L'assistante sociale lui annonce qu'elle doit choisir un autre
département dans lequel elle voudrait aller car il n'y aurait justement
pas de logement à Dijon où elle pourrait dormir en attendant la
réponse de l'OFPRA. Depuis la loi du 10 Décembre 2003 qui a
instauré un « guichet unique » d'enregistrement et d'examen de
la demande, tous les demandeurs d'asile peuvent être logés en
CADA. L'admission en CADA est néanmoins soumise à certaines
conditions précisées dans une note de la DPM de Février
2005: sont exclus du dispositif national d'accueil les demandeurs d'asile non
détenteurs d'un document provisoire de séjour, c'est à
dire tous ceux placés en procédure prioritaire, relevant des
dispositions du règlement Dublin 2. Compte tenu de l'inadéquation
entre la demande d'hébergement et la capacité d'accueil des CADA,
les éléments retenus pour l'admission des résidents sont
généralement d'ordre social, la priorité revenant aux
primo-arrivants en fonction de l'urgence sociale, aux familles, aux enfants,
aux jeunes majeurs isolés, aux personnes ayant des problèmes de
santé et aux femmes seules.
Pourtant, aucune chambre n'est sur le moment libre pour la
Congolaise. Déçu, elle estime que c'est à la
préfecture de l'orienter vers une autre ville si nécessaire et
pas à elle de faire un choix hasardeux, sachant qu'elle connaît
peu la France. Elle plaint les autres femmes prés d'elle qui sont
sommées de partir également pour un autre lieu inconnu et qui
contrairement à elle, ne parlent en plus même pas français!

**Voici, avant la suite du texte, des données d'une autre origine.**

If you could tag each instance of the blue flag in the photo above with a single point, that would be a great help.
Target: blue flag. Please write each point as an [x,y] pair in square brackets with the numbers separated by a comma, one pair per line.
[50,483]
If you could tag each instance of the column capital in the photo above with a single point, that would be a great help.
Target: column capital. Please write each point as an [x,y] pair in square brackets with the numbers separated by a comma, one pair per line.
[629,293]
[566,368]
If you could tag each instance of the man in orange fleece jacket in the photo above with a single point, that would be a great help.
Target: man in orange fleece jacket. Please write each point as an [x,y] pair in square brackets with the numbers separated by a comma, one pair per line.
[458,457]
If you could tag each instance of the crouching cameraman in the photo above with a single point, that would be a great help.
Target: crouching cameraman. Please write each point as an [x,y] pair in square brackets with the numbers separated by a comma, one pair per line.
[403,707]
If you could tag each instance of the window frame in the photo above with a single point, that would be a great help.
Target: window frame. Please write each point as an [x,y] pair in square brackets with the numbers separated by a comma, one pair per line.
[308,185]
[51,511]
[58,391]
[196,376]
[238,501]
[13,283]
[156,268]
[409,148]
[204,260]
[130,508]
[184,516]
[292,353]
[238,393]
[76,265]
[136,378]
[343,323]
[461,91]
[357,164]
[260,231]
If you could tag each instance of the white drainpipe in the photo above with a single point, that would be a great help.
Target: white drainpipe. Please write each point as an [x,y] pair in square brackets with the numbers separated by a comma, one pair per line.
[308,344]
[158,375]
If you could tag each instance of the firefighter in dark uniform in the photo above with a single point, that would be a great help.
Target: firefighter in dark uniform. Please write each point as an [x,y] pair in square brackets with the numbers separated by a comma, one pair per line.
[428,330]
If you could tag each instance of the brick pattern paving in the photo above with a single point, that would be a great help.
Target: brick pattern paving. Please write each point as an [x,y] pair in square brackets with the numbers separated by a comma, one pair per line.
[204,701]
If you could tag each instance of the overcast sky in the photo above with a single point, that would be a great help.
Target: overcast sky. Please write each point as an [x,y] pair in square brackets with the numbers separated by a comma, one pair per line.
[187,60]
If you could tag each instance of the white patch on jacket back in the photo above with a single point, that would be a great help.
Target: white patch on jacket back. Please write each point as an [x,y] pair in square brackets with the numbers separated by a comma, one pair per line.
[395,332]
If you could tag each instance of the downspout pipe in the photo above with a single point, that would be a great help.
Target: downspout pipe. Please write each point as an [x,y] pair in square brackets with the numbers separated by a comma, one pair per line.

Refusant de faire un choix, Venantia se résoud donc à rester sur
Dijon dans l'espoir qu'un logement finisse par se libérer. Après
le SCODA, elle est amenée logiquement à aller voir le PASS car
elle connaît quelques problèmes de santé. En attendant de
bénéficier de la protection sociale attribué aux
demandeurs d'asile dans le cadre de la CMU, les demandeurs d'asile ont la
possibilité de se rendre dans les hôpitaux ou il existe ainsi des
permanences de santé aux soins de santé (PASS),
conformément à l'article L.771-7-1 du code de la santé
publique. La circulaire du 17 décembre 1998 précise que «
les établissements publics de santé » mettent en place les
permanences d'accès aux soins de santé, adaptées aux
personnes en situation de précarité, visant à faciliter
leur accès au système de santé et à les accompagner
dans les démarches indispensables à la reconnaissance de leurs
droits. A Dijon, les demandeurs d'asile y sont naturellement pris en charge par
une équipe de médecins, un assistant social. Des
médicaments leur sont délivrés gratuitement. Les
médecins, la, lui font gratuitement un bilan médical: ils lui
annoncent qu'elle a un taux de cholestérol supérieur à la
moyenne et qu'elle fait dans un même temps une crise d'hypertension. Elle
passera en fin de compte malgré cela 51 jours de plus à errer
sans but dans la ville et à se débrouiller du mieux qu'elle le
peut pour survivre. Sans l'hébergement qui lui était offert
à Sadi Carnot, elle aurait succombé, tiraillée
par le froid et la misère. Le centre en question non seulement leur
offre un endroit ou dormir mais leur procure aussi assez de nourriture pour
affronter la longue journée qui les attend. Néanmoins, il ne leur
est parfois permis de dormir que trois jours d'affilée dans le centre,
et parfois, lorsqu'on estime qu'il ne fait pas très froid, les
éducateurs ont pour instruction de refuser de les loger une
quatrième nuit. Elle voit là un système de torture
psychologique ayant pour visée de tester leur résistance et de
les obliger à choisir une autre ville d'accueil. La demandeuse d'asile
n'en veut pour autant pas aux éducateurs du centre qu'elle estime
beaucoup et qui ne font que se conformer aux ordres qu'ils reçoivent.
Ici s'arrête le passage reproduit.